Memakan sesuatu tetapi dilakukan dengan penuh tata krama. Tayangan semacam ini, selalu ada pilihan tempat dan waktu yang tepat, walau hanya untuk kebutuhan makan yang sederhana sekali pun.

Ketiga, orang-orang yang tidak peduli ia sedang berada pada tempat apa. Fokus ke makanan, namun tidak peduli apa yang ada di sekelilingnya. Teringatlah seolah makan hanya soal kebutuhan perut. Padahal tidak sesederhana itu. Tempat makanan dimasak, dengan perlakuan yang seharusnya memperhatikan isi hati dari para penontonnya.

Keempat, barangkali Anda pernah melihat ada orang yang makan sesuatu di tempat yang seharusnya bukan untuk tempat makan. Orang bisa saja melakukannya, namun ia telah abai terhadap banyak hal. Ketika kepentingan makanan hanya bertumpu pada makan, beginilah wujudnya.

Saya tidak ingin memperdalam masing-masing dari empat corak itu. Saya hanya ingin memberi bayangan betapa ketika berbicara selera, akan ditentukan oleh corak masing-masing kita. Saya tidak ingin melepaskan kepentingan yang lain, karena selera itu sepertinya juga berkorelasi dengan apa dan bagaimana saya makan.

Pada titik ini, saya kira bisa saja kita berbeda. Seleranya belum tentu berubah pada tempat yang tidak tepat, atau pada waktu yang salah. Makan di tempat jorok, walau di sana terdapat makanan yang enak, sangat tergantung dari bagaimana masing-masing kita membawanya ke perasaan.

Ada orang yang merasa penting tempat yang tepat. Tidak soal tidak semua rasa terpenuhi, namun ia berada di tempat yang menurutnya nyaman.
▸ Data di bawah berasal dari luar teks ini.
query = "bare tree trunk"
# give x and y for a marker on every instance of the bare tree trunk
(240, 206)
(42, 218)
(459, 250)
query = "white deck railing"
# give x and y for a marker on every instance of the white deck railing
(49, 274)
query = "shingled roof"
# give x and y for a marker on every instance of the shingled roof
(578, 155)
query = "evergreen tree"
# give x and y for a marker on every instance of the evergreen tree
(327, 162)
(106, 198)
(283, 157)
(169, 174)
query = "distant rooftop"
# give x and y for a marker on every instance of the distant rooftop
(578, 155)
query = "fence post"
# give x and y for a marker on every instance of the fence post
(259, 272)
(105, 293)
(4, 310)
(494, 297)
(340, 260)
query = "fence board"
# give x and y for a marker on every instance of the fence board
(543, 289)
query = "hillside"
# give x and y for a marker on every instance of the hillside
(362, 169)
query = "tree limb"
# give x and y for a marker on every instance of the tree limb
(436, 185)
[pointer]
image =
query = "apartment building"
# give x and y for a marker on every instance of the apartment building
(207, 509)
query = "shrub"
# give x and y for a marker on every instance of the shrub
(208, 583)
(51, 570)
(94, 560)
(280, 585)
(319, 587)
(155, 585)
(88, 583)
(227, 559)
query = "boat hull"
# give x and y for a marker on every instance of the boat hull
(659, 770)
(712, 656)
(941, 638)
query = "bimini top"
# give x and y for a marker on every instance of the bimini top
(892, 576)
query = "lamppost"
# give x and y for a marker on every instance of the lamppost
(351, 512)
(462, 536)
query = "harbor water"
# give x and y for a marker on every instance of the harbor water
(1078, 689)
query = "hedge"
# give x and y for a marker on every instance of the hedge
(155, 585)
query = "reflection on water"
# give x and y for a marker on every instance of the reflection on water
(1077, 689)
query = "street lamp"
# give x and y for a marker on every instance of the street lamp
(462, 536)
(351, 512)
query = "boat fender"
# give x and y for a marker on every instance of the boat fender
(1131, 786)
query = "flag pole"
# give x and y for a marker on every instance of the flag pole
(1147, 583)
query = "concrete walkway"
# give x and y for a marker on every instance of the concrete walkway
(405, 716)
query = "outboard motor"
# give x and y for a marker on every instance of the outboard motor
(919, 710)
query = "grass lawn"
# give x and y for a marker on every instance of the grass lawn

Ada orang yang tidak soal juga berapa harus dikeluarkan, untuk mendapatkan sepiring makanan, asal ia bisa menikmatinya dengan baik. Itulah perbedaan-perbedaan.

Saya kadang-kadang bingung, apakah serumit itu, ketika tubuh dalam kondisi tidak stabil, lalu menjadikan video-video makanan untuk menarik selera? Saya tidak bisa mengukur yang lain. Saya sendiri, dengan video yang tepat, ternyata bisa mempengaruhi.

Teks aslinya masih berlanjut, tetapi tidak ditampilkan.